Five years ago, Claar-els van Delft began to suspect that plastic waste on the beach at Katwijk in the Netherlands did not come from visitors, or the sea, but from the mouth of a nearby river.
“We started picking up litter and we noticed, near the river entrance, pieces that came from fresh water – all kinds of plastic,” she says. “Tampon sheaths, brush bristles, but also crisp packages, drink packages, everything.”
Sure enough, when volunteers sifted through an oil drum full of Oude Rijn river water, in between the duckweed they saw tiny plastic particles. “We saw so much pollution, we were shocked,” says van Delft, the co-founder of the local charity Coast Busters.
Fast forward to July 2022, and Katwijk is the site for the world’s first river “bubble barrier” – an experimental concept where a 120-metre stream of rising bubbles, plus the water current, pushes plastic waste to one side in order to be collected.
“We place a perforated tube on the bottom of the waterway, at an angle, and then pump through compressed air: the rising air bubbles create an upward current that will lift plastic from the water column to the surface, and then at the surface – together with the flow of the river – it is all pushed to one side,” explains Philip Ehrhorn, the chief technology officer at the Dutch startup The Great Bubble Barrier. “Here, we get the flow from the pumping station, or the wind can also push trash into the catchment system.”
The company, run by a team of keen sailors, surfers and water enthusiasts, won an international Postcode Lottery Green Challenge in 2018 and started its first permanent pilot in a canal in Amsterdam the following year.

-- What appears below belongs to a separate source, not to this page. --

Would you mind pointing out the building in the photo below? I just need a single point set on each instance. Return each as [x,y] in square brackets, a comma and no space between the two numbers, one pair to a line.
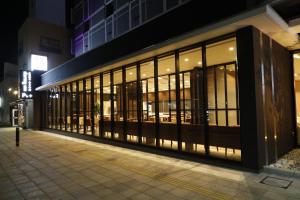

Such is the promise of this trial that it has convinced the Rijnland water board, 12 municipalities and the Holland Rijnland and Zuid-Holland regions – along with Coast Busters and local fundraisers – to invest €470,000 to build their river bubble barrier.
Jacco Knape, the deputy mayor at Katwijk municipality, said he saw the local plastic problem with his own eyes when he was invited to a beach litter cleanup. “Plastic pollution is a growing problem worldwide, affecting communities as well as the environment, [and] Katwijk is unfortunately no exception,” he says. “We notice plastic pollution by visitors to the beach, leaving wrappers and other plastic behind, but we are also the last stop before all the plastics collected along the Oude Rijn flow into the sea. With this bubble barrier we can stop those plastics.”
Bas Knapp, an executive board member at the Rijnland water board, believes the bubble barrier will not prevent fish migration, and is investing €42,000 a year to run it. “We did a test which showed that in the pumping station, only one in 233 pieces of plastic larger than 1mm is removed from the water [by its filter],” he says. “But with the bubble barrier, we expect between 86% and 90% of the plastic pollution to be removed. A trial was incredibly promising. This is one of our largest river mouths, and a really good place to put a promising pilot to work to try to reduce plastic going to the sea.”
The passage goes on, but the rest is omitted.